Del griego σάπφειρος (sappheiros), de donde fue tomado por el latín como “sapphirús”, nos llegó este sustantivo, zafiro, que nombra una piedra preciosa, de gran estabilidad, cristalización trigonal, y de alta dureza (9 en la Escala de Mohs). Son los minerales más duros, solo superados por los diamantes, con peso específico que oscila entre 3.95 y 4.10.

El zafiro es una gema, utilizada en joyería y en aplicaciones láser, compuesta especialmente por óxido de aluminio (Al2O3), por eso se lo considera un mineral corindón. Además, lo integran algunas partes de óxido de hierro y de óxido de titanio. Es en los yacimientos que contienen bauxita, rutilo y hematita, donde puede ser hallado. Su color predominante es el azul, aunque suele aplicarse el nombre de zafiro también a los que tienen otros tonos por contener impurezas, o son transparentes, menos a los de color rojo, que son rubíes.

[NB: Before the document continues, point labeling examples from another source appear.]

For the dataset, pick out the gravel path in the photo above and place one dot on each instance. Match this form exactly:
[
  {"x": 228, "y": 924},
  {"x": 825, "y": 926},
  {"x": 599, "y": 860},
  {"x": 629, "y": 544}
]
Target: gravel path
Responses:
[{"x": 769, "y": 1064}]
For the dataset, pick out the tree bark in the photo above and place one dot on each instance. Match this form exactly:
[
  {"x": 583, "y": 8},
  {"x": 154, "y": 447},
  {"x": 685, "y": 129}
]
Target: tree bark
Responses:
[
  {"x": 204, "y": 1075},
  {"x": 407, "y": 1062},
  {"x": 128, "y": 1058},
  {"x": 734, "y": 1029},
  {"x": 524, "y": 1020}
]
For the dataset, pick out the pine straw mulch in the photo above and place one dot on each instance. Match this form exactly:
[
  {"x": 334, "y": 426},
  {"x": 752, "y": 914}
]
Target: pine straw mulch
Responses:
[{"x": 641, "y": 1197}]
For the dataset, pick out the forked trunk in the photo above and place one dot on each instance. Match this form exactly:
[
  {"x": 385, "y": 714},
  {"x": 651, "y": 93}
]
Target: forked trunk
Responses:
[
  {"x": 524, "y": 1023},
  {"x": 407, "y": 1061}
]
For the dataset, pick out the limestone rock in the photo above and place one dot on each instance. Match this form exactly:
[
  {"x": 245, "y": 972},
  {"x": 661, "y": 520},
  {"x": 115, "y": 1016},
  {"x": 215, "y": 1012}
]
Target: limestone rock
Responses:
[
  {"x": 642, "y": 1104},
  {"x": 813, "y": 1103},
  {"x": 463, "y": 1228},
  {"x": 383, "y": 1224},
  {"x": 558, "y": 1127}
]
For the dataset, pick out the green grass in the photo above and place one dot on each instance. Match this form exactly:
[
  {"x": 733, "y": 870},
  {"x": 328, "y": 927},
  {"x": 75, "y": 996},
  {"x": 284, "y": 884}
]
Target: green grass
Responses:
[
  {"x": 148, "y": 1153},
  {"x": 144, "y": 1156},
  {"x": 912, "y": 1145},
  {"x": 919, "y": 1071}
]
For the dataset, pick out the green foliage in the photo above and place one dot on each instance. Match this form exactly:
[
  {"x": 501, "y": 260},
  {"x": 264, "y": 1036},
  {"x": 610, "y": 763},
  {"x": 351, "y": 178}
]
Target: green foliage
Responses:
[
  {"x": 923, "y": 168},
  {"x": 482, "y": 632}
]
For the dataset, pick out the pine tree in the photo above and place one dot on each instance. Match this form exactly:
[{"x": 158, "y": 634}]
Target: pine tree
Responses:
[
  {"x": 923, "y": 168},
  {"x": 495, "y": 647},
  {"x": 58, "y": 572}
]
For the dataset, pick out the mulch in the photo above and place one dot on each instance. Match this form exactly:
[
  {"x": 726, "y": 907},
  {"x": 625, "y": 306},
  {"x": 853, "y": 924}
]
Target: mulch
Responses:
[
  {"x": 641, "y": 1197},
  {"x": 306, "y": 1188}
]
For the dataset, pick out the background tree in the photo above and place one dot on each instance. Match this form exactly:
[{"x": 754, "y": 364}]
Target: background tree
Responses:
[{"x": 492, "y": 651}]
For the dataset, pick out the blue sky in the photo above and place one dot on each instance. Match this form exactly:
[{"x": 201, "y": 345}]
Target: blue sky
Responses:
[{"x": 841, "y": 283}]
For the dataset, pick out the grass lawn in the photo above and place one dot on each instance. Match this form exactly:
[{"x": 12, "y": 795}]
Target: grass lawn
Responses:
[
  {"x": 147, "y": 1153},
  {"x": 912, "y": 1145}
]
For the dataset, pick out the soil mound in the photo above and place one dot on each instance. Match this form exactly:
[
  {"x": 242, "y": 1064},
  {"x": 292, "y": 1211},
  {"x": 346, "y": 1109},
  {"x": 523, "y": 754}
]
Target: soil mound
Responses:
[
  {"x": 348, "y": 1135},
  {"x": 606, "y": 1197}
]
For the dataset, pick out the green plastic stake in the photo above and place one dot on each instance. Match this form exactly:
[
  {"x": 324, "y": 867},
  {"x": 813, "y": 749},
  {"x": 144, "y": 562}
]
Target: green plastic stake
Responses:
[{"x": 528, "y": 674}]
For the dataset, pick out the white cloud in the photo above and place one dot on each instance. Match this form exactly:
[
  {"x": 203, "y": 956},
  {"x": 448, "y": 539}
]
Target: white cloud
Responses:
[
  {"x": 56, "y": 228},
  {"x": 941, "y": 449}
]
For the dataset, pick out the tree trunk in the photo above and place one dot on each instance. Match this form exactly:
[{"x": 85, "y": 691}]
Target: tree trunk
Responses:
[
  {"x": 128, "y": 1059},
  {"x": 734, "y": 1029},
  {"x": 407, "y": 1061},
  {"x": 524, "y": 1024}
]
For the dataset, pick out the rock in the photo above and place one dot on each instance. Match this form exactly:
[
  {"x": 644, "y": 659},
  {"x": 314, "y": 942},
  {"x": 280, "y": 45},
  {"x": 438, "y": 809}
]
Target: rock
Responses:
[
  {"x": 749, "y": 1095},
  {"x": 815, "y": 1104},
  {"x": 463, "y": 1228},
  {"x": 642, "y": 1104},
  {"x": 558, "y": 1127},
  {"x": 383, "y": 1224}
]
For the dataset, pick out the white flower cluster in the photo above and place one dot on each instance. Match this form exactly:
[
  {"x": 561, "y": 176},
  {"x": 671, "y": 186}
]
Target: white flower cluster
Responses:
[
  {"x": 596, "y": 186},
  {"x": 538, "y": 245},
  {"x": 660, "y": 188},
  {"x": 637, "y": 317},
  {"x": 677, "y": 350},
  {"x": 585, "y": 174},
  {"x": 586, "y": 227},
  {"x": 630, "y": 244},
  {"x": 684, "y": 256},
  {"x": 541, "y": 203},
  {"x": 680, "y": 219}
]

Algunos de los productores son: África (Nigeria y Kenia) América del Sur (Brasil, cuya variedad se conoce como turmalina, y Colombia) Australia e India, siendo el de Cachemira y el zafiro oriental o de Birmania y Ceilán, los más apreciados. Se forman en las rocas sedimentarias ricas en alúmina, y cerca de rocas eruptivas, en calizas cristalinas.

Por ser del color celestial, los zafiros se usaron en la antigüedad como talismanes y se utilizaron religiosamente como piedras sagradas. Se cree que acrecientan la atención y la concentración, considerándose que es la piedra del saber.

Entre los colores, se le llama zafiro, al tono azul púrpura o violáceo (entre el azul y el rojo púrpura).
En Zoología, se conoce como zafiro coroniazul, a un ave, que podemos encontrar en Guatemala, Venezuela, Belice y Colombia. Es un colibrí de mediano tamaño, que presenta en su pecho un tomo azul brillante, y en el lomo, su color es verde. Lu cola es de tono rojizo y corta, al igual que su pico. Pertenece a la familia de las troquilidas, y se alimenta de néctar.